What Most Corporate Purpose Statements Get Wrong

Jan 18, 2023
Crumpled paper to illustrate the title, What Most Corporate Purpose Statements Get Wrong

By Nathan Havey 

Hypothetically, having a corporate purpose beyond profit is supposed to help a company do well by doing good. The “doing well" part comes from greater engagement from employees and other stakeholders who are happy to give their discretionary effort to support the “doing good” part. However, this only works if employees and other stakeholders are actually inspired by the purpose. This is the crucial piece that most corporate purpose statements get wrong.

Corporate Word Salad

Have a quick glance through this list of corporate purpose statements from the Fortune 500. Then ask yourself not whether they inspire you, but how much they inspire you. Do they feel like corporate word salad (i.e., “A passion for customers… a passion for Yes!”)? If they purport to “make a difference” and build a “better world,” do you have any idea how (i.e., “built to deliver a better world”)? Does it feel like it’s just a rosy spin on business as usual (i.e., “to be the world’s most trusted energy partner”)?

A great corporate purpose statement is a commitment to solve a worthy problem. It’s specific (giving underserved children the skills and support they need to be successful). While it may not find a place in the purpose statement itself, the purpose also needs to have a time-bound goal. In other words, a great corporate purpose statement states what the problem is that a company is trying to solve — and by when.

An Ambitious Goal

Naturally, many worthy problems are too complex for easy deadlines, but companies can still commit to ambitious milestones on 5- to 10-year time horizons that often give a huge boost to the inspiration and excitement a purpose statement creates.
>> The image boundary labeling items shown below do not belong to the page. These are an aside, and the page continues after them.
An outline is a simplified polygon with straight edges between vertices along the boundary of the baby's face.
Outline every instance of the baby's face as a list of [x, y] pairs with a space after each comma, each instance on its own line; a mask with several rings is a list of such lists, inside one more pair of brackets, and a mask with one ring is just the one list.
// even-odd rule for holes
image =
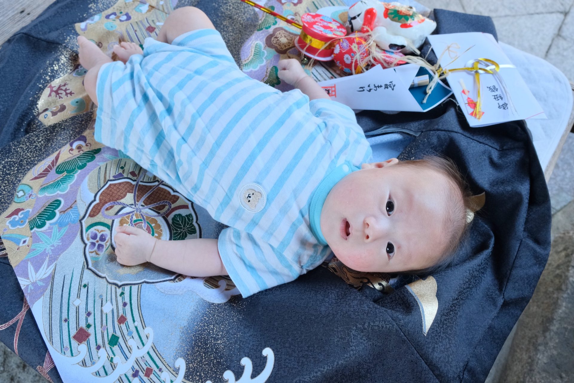
[[446, 177], [397, 162], [363, 164], [333, 187], [323, 206], [323, 236], [337, 258], [357, 271], [424, 269], [445, 247]]

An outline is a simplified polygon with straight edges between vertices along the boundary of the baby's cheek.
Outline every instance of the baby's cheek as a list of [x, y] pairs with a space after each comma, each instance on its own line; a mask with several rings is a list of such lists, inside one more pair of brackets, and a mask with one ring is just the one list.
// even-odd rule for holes
[[357, 271], [374, 272], [380, 268], [378, 261], [378, 255], [371, 250], [366, 250], [357, 253], [355, 257], [355, 267]]
[[[337, 253], [333, 251], [335, 255]], [[374, 272], [379, 265], [376, 262], [376, 256], [372, 250], [350, 251], [338, 256], [343, 264], [353, 270], [360, 272]]]

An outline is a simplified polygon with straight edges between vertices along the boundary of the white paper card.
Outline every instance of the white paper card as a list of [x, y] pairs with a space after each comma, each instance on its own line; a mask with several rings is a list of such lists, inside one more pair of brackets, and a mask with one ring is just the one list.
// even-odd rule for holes
[[[451, 33], [431, 35], [428, 39], [437, 57], [446, 51], [440, 60], [443, 68], [472, 67], [474, 60], [478, 59], [488, 59], [501, 65], [498, 73], [503, 83], [493, 75], [486, 72], [480, 74], [482, 110], [484, 112], [480, 119], [472, 115], [478, 90], [474, 73], [461, 71], [452, 72], [447, 76], [447, 80], [471, 126], [486, 126], [518, 119], [546, 118], [518, 71], [512, 65], [492, 35], [481, 32]], [[480, 67], [485, 66], [481, 64]], [[464, 91], [463, 85], [467, 92]]]
[[433, 96], [422, 103], [422, 90], [426, 87], [416, 91], [409, 88], [420, 69], [414, 64], [387, 69], [378, 65], [359, 75], [318, 83], [328, 91], [331, 99], [352, 109], [422, 112], [440, 104], [452, 91], [440, 83], [433, 91]]

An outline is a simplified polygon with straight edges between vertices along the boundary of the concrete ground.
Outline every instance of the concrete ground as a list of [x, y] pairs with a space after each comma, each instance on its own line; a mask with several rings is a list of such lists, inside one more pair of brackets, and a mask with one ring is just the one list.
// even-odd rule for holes
[[[52, 2], [21, 0], [12, 5], [0, 0], [0, 44]], [[419, 2], [429, 8], [491, 16], [501, 41], [545, 59], [574, 83], [574, 0]], [[488, 383], [574, 382], [574, 133], [568, 135], [548, 188], [553, 238], [548, 264]], [[47, 381], [0, 343], [0, 382]]]

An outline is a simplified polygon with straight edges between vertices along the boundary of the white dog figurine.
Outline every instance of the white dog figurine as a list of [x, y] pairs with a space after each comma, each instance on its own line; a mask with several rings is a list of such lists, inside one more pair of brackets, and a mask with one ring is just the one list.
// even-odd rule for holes
[[349, 9], [351, 32], [360, 30], [364, 11], [377, 10], [373, 35], [381, 48], [409, 53], [422, 45], [427, 36], [436, 28], [436, 23], [417, 13], [414, 8], [400, 3], [383, 3], [377, 0], [362, 0]]

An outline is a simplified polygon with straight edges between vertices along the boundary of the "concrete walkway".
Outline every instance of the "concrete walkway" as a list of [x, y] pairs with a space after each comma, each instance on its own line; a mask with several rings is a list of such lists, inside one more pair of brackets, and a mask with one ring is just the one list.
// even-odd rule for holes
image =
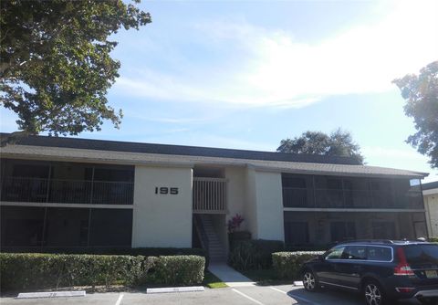
[[235, 271], [225, 263], [211, 263], [208, 270], [229, 287], [255, 286], [256, 282]]

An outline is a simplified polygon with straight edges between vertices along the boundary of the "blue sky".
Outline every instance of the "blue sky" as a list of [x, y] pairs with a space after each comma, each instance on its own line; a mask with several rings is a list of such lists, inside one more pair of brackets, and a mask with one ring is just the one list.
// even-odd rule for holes
[[[120, 130], [83, 138], [275, 151], [338, 127], [370, 165], [438, 171], [394, 78], [438, 59], [436, 1], [144, 1], [152, 23], [120, 31], [109, 92]], [[2, 131], [16, 130], [0, 110]]]

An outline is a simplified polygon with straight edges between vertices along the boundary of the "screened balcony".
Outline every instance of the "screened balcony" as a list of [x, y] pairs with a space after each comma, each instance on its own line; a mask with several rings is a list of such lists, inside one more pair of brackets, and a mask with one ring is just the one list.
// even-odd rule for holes
[[226, 213], [226, 179], [193, 177], [193, 213]]
[[133, 168], [70, 163], [2, 160], [1, 200], [132, 205]]
[[423, 209], [419, 181], [283, 174], [283, 205]]

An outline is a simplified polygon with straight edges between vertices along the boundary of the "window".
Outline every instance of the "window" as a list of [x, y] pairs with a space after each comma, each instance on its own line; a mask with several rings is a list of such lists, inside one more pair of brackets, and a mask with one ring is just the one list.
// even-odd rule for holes
[[356, 226], [352, 221], [338, 221], [330, 224], [331, 241], [350, 240], [356, 238]]
[[369, 246], [367, 247], [367, 258], [377, 261], [391, 261], [392, 249], [389, 247]]
[[313, 177], [311, 175], [282, 175], [283, 205], [310, 207], [314, 205]]
[[2, 206], [2, 247], [40, 247], [44, 207]]
[[306, 179], [304, 177], [282, 177], [283, 187], [306, 188]]
[[344, 252], [345, 246], [337, 246], [328, 250], [326, 254], [326, 259], [340, 259]]
[[132, 232], [132, 210], [91, 210], [89, 246], [130, 247]]
[[367, 247], [365, 246], [348, 246], [342, 254], [342, 258], [367, 259]]
[[289, 245], [308, 243], [308, 224], [307, 222], [285, 222], [285, 242]]
[[1, 207], [1, 246], [130, 247], [131, 209]]

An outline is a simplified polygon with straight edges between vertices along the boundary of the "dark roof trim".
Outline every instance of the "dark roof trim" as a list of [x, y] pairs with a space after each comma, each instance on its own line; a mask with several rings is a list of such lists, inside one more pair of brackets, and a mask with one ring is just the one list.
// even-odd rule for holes
[[[0, 133], [0, 138], [9, 136], [9, 133]], [[190, 155], [216, 158], [235, 158], [263, 161], [283, 161], [313, 163], [334, 163], [360, 165], [360, 163], [350, 157], [325, 156], [318, 154], [285, 153], [273, 152], [258, 152], [234, 150], [224, 148], [182, 146], [167, 144], [139, 143], [131, 142], [103, 141], [79, 138], [28, 136], [19, 138], [15, 145], [30, 145], [44, 147], [76, 148], [85, 150], [99, 150], [110, 152], [127, 152], [141, 153], [158, 153], [173, 155]]]
[[438, 188], [438, 181], [435, 182], [430, 182], [428, 184], [422, 184], [422, 189], [423, 191], [425, 190], [432, 190], [433, 188]]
Can you imagine United Airlines solving climate change in the long term by solving the problem of sustainable jet fuel and committing to power its fleet exclusively with such fuels by 2030? What about Wal-mart taking on poverty in the U.S. by committing to help 100 percent of its current workforce achieve financial security by 2028? Would you fly United? Would you shop at Wal-Mart? If they asked you to come and help them do it, might you even want to work there?

If your answer is yes, then those worthy problems inspire you. If not, then you likely care more about other worthy problems. And that’s great! A corporate purpose is supposed to inspire its stakeholders to give their discretionary effort to help advance the purpose. When a purpose tells us what problem a company is trying to solve, and gives us an ambitious, time-bound goal, it will attract people who will gladly give everything they’ve got to make it happen. A company like that will do real good, and it will also do really well.